ElasticSearch Configuration

Resource Limits

ElasticSearch has the best performance when it has a lot of resources (open files and RAM) available.

#/etc/security/limits.conf

elasticsearch - nofile 65535
elasticsearch - memlock unlimited

Verification:

sudo -u elasticsearch -s "ulimit -Sn"

Configuration

cluster.name: myFirstElasticsearchCluster
node.name: $hostname

index.number_of_shards: 4 x $numberOfNodes
index.number_of_replicas: 0  # See explanation below
bootstrap.mlockall: true

path.data: /data/elasticsearch # Additional directories can be added here, comma-delimited.
                               # Data will be striped across the directories

http.max_content_length: 256mb

Number of Replicas

A replica is a copy of the data. If a node goes down, having replicas allows you to continue running, and the cluster will rebalance itself automatically. Similarly, if your cluster is slower than you would like, you can add an additional node, and the load will be rebalanced.

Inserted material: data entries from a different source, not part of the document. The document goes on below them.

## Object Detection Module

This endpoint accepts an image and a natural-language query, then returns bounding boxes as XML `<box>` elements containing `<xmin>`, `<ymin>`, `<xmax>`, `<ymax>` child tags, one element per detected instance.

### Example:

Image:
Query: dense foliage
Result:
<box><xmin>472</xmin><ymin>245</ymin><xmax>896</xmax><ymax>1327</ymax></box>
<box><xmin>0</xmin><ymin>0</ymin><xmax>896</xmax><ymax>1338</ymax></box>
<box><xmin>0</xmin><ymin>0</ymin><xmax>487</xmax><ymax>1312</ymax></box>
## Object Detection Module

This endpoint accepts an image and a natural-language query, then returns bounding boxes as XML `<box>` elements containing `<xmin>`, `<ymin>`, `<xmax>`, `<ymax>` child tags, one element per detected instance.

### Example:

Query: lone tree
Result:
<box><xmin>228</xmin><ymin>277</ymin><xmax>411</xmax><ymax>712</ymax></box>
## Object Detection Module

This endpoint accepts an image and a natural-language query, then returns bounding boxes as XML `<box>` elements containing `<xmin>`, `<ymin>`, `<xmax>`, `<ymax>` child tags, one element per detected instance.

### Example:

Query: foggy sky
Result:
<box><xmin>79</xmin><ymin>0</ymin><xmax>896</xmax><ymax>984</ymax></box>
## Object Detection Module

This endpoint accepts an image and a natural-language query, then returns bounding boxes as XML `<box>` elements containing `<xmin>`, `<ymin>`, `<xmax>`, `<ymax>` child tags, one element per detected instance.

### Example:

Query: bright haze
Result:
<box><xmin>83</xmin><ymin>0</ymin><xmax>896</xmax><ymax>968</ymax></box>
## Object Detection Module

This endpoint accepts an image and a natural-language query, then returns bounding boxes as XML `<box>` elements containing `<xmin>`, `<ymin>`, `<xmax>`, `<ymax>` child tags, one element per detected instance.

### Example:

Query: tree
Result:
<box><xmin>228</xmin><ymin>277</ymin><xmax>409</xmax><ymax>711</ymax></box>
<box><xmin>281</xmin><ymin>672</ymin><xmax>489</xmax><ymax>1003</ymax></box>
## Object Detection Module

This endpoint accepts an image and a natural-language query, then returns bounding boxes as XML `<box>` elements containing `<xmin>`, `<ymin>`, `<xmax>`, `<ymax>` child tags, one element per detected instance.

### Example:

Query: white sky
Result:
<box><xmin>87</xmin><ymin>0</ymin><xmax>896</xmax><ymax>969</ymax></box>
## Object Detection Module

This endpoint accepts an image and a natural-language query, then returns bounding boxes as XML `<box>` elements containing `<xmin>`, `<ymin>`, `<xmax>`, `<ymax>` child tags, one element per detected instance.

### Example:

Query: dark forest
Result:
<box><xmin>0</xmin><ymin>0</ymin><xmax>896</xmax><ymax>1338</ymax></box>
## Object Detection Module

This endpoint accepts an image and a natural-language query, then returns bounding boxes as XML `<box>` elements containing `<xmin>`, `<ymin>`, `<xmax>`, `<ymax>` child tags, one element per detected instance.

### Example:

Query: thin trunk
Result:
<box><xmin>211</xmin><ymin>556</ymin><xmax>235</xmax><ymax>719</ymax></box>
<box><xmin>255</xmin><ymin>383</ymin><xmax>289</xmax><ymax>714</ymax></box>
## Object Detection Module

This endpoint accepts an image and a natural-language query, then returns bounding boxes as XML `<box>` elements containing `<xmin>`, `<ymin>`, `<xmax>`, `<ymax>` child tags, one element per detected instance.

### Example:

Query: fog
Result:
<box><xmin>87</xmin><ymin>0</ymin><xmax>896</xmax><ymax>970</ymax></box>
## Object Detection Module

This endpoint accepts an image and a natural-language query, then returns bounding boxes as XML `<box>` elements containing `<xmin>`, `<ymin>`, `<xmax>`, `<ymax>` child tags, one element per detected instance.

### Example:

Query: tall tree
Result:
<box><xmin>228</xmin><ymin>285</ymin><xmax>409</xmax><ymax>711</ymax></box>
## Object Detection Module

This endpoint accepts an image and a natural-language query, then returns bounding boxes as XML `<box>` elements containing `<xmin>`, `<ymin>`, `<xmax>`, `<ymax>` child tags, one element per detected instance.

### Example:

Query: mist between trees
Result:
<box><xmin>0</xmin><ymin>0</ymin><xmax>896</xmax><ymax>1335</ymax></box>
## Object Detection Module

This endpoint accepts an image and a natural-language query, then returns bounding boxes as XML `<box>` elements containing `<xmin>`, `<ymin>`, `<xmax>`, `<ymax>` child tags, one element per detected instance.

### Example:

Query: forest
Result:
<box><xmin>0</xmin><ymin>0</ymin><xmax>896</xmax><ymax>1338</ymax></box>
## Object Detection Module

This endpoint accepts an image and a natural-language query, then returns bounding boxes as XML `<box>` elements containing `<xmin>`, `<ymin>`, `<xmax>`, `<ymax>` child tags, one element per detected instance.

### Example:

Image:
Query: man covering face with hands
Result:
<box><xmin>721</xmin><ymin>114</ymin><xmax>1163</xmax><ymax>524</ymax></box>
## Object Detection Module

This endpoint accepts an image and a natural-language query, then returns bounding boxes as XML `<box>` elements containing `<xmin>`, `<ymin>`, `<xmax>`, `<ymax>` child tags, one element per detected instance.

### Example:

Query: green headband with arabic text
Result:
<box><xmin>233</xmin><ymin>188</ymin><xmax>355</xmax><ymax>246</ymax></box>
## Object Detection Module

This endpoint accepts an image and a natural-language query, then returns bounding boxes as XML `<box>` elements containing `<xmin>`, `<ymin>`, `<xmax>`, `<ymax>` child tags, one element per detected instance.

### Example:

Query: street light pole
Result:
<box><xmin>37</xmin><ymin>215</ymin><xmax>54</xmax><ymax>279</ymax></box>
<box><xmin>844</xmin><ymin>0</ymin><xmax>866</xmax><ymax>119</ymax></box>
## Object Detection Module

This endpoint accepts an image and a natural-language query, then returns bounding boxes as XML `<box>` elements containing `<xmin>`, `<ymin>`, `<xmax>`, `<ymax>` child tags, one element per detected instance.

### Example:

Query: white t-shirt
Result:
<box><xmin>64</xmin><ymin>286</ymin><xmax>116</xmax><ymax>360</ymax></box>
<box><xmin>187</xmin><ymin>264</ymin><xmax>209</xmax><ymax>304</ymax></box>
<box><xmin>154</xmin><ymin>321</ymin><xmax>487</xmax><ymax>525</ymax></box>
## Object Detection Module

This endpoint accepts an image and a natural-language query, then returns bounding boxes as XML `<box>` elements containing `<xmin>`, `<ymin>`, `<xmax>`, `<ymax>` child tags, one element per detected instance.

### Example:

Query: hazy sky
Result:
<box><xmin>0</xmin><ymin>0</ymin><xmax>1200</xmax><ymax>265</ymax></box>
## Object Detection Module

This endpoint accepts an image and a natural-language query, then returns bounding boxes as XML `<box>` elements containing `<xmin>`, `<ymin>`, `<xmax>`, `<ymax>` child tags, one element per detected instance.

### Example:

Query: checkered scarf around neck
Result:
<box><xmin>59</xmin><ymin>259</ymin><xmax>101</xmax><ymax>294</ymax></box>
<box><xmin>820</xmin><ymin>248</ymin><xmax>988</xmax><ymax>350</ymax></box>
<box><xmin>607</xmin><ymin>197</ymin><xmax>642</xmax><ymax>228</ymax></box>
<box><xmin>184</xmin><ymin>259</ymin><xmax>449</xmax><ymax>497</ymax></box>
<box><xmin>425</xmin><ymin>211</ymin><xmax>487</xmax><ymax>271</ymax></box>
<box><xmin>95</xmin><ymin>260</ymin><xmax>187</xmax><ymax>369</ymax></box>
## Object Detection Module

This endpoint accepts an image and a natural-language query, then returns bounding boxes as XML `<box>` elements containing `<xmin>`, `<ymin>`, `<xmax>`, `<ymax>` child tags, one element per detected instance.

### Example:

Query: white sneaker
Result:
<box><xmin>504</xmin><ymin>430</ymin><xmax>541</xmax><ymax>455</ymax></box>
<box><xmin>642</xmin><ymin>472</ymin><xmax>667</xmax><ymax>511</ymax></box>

More replicas - slower indexing, faster searching, increased reliability. Fewer replicas - faster indexing, slower searching, decreased reliability.

Generally, it's a good idea to have as many replicas as you can. 2 replicas will use 3x the disk, though (the original + 2 copies).

NOTE: You can modify the number of replicas on the fly. You can also modify it per-index, so your current index can have fast indexing, slow searching, while older indexes can be tuned for faster searching. This setting just configures the default whenever a new index is created.